Postby BlowingOldBoots » Tue Feb 13, 2018 9:10 pm

The wreck of Nancy Glen is lying at a depth of over 140m (460 feet). That is a tough call to raise a wreck. Salmond once again gets it wrong and turns it into a political point scoring contest by "calling" on the UK Government to fund the salvage. The Scottish Government should fund an attempt as an act of goodwill but it sets a precedent; who is worthy of government assistance.

There is a debate, that will not likely be heard, that the money would best be spent on other causes and can be put to better use, the search for Scotlands missing children, support for poverty, victims of abuse.
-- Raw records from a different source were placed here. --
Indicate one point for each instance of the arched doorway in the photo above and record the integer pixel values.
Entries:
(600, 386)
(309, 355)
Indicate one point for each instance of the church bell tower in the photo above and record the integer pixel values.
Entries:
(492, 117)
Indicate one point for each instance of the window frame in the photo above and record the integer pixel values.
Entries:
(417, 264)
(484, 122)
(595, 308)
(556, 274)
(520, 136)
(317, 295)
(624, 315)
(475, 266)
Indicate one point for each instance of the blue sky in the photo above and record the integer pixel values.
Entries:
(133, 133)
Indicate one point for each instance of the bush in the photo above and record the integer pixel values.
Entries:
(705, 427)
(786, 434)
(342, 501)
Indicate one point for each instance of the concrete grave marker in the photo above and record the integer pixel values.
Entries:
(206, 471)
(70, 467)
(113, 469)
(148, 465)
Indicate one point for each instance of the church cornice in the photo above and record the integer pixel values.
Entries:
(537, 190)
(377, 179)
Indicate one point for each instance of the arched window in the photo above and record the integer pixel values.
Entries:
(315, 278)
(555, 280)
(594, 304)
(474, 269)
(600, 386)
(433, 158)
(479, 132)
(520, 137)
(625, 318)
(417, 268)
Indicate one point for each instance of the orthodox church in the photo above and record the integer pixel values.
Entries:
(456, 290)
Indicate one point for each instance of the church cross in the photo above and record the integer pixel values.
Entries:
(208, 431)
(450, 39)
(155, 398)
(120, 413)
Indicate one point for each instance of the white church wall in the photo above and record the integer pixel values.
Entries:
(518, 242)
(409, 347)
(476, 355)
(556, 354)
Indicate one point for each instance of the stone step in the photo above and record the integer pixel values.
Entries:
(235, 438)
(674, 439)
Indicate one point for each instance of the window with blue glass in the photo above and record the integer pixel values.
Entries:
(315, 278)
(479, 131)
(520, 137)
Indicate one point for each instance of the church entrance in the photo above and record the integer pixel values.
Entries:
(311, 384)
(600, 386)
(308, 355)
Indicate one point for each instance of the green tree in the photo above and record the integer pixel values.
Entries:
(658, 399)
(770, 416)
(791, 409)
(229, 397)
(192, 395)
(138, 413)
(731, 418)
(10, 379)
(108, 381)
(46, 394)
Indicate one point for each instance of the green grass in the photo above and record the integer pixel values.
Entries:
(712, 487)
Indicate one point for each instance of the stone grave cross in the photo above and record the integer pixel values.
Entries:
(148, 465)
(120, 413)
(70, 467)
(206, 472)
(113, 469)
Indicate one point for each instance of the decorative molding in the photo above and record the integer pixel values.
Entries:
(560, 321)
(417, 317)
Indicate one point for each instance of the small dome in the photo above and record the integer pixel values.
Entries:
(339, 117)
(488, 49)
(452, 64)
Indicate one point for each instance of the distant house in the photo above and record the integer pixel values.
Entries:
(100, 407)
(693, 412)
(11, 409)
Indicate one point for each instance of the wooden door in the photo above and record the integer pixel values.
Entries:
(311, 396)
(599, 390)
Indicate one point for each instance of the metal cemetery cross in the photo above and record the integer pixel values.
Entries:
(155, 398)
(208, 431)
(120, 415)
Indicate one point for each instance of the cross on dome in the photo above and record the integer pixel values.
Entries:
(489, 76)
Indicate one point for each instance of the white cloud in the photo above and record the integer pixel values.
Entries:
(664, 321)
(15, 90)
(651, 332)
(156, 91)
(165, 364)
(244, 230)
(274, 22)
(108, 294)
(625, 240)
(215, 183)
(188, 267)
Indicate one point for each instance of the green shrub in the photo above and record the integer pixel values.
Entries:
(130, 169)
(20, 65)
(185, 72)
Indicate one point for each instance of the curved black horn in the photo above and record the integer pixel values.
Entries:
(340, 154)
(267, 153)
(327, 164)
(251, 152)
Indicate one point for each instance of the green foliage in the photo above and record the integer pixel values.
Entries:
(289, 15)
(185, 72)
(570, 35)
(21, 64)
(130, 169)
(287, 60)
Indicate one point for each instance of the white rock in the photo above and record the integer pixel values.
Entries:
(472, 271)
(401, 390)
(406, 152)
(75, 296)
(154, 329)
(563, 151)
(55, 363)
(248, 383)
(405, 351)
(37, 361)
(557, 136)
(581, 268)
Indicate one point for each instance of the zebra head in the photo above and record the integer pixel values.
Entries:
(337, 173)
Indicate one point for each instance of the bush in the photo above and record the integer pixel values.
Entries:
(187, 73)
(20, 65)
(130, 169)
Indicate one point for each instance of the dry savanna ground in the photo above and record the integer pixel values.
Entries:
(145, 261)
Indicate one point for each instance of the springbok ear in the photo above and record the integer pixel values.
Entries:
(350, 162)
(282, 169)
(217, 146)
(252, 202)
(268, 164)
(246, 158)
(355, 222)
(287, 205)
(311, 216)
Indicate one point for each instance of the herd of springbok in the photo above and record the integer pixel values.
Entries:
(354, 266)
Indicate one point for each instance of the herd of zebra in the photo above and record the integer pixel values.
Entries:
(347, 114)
There are also other lost sailors in Scotland, the crew of the Cemfiord probably went down with the ship which is in 75m of water, no calls to recover them.

There is an argument that recovery of the wreck will allow lessons to be learned but I do not believe that any lessons will be effectively implemented. Professional seafarers can be very unprofessional when costs that erode profit have to be realised, especially when margins are small.

Personally, I think there should be an effort to recover the bodies but it should apply to all, including the crew of the Cemfiord, who equally deserve to be laid to rest, rather than the wreck being declared a grave site. I suspect that the grubby hand of politics, rather than altruism is at play here. There is a tradition and history of accepting that the sea is the grave of lost sailors.

The wreck of the Sapphire was found in 90m of water.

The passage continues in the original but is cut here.